En enero de 1955 le diagnostican un enfisema, siente que no le queda mucho y la melancolía le empuja a escribir con verdadera urgencia. Hasta ese momento había escrito más de mil páginas sobre literatura inglesa y francesa pero no ficción. El ocho de febrero de 1956, cuando Orlando acude a clase, Lampedusa, con una sonrisa enigmática, le tendió un cuaderno de ejercicios y le pidió que empezase a leerlo. Y un sorprendido Orlando leyó el primer capítulo de la novela -el talento oculto, latente- que su maestro había terminado en secreto y que aún no tenía título, y se ofreció a mecanografiarla. En mayo, la novela mecanografiada ya tenía título, El Gatopardo. El resto es historia (de la literatura): el rechazo de Mondadori, los nuevos capítulos que escribe en los primeros meses de 1957, uno de ellos El baile, el nuevo rechazo de Einaudi de mano de Elio Vittorini, el 2 de julio, cuando, sometido a radiaciones, Lampedusa ya estaba muy enfermo. Murió el 23 de julio de 1957. Tenía sesenta años y no pudo ver publicada su novela, pero creo que se fue con el convencimiento (y el orgullo) de que había escrito un gran libro. El Gatopardo fue editada por Feltrinelli gracias a un informe favorable de Giorgio Bassani en noviembre de 1958. El mes que viene se cumplirán cincuenta años del primer reconocimiento que recibió la novela y Lampedusa con el Premio Strega, el premio de narrativa más importante de Italia. En 1960 ya sobrepasaba las cincuenta ediciones. Luchino Visconti la llevó al cine en 1963. Definitivamente, un gran tipo, Lampedusa, de vita beata.
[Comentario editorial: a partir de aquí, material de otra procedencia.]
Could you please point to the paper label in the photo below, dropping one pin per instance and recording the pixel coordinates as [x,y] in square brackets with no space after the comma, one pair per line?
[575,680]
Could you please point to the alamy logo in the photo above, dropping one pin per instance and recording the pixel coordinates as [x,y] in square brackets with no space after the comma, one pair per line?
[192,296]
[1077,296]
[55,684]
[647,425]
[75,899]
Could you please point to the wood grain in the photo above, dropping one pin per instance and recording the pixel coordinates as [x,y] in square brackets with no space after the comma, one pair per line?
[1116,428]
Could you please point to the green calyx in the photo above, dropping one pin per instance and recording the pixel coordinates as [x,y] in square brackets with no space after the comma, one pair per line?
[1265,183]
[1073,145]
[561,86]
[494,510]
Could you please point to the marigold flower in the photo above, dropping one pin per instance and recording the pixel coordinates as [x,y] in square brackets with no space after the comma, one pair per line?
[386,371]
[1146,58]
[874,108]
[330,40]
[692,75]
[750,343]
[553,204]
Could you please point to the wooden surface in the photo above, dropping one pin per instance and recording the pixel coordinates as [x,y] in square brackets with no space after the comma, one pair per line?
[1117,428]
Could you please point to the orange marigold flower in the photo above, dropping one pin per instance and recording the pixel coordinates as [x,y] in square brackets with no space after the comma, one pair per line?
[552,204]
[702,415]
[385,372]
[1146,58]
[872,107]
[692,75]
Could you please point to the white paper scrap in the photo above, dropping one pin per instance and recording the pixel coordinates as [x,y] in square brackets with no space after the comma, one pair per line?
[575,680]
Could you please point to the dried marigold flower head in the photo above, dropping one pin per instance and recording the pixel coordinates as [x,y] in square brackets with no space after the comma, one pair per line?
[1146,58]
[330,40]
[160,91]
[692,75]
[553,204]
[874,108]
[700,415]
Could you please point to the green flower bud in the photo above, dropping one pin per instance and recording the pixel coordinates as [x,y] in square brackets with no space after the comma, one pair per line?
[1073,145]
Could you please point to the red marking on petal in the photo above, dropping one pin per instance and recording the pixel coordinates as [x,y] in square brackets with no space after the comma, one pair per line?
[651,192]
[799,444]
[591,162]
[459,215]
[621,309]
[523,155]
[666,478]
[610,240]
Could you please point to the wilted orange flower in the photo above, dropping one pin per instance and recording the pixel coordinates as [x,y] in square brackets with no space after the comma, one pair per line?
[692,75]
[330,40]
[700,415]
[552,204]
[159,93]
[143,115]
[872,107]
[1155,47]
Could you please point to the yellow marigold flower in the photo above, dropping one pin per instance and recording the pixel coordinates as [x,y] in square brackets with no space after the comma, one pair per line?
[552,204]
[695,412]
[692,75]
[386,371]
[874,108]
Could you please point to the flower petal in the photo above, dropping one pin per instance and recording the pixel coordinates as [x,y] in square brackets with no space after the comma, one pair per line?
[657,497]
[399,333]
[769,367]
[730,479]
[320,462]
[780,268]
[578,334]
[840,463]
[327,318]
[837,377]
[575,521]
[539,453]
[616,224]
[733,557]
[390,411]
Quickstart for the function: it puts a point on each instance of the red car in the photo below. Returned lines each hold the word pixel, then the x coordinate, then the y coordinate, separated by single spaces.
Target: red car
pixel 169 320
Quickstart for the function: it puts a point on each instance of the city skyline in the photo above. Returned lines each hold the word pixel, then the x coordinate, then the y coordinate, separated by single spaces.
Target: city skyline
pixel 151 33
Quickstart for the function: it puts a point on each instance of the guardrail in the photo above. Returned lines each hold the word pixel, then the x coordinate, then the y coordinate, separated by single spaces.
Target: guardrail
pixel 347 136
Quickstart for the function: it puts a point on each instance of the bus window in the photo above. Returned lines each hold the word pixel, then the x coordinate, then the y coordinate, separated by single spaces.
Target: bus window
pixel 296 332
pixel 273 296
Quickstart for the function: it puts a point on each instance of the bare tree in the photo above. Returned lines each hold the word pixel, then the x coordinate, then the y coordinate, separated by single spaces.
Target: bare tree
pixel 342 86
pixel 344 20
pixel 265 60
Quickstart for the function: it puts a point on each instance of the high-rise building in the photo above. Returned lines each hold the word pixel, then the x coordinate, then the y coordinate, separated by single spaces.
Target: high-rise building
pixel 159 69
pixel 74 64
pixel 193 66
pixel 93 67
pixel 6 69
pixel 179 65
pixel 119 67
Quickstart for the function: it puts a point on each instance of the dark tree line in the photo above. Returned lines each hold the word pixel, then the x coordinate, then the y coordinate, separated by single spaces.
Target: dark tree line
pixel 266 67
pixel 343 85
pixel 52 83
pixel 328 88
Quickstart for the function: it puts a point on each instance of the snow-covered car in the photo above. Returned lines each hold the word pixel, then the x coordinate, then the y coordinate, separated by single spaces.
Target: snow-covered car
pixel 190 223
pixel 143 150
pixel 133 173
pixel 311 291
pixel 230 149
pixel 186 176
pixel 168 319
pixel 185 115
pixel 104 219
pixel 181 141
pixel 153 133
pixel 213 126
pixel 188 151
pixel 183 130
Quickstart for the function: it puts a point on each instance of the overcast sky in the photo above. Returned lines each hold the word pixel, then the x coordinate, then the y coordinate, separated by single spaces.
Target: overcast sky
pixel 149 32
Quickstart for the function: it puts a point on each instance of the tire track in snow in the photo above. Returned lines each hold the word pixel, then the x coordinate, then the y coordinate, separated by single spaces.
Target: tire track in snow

Si os interesa la vida de Lampedusa (a él siempre le interesaron apasionadamente las vidas de los escritores), podéis leer El último Gatopardo. Vida de Giuseppe de Lampedusa de David Gilmour que editó Siruela. Javier Marías le dedica una semblanza biográfica en su jugoso libro Vidas escritas (hay una edición en bolsillo), creo que es el mejor libro del autor, bueno, el único que pude leer (entero y con gran placer).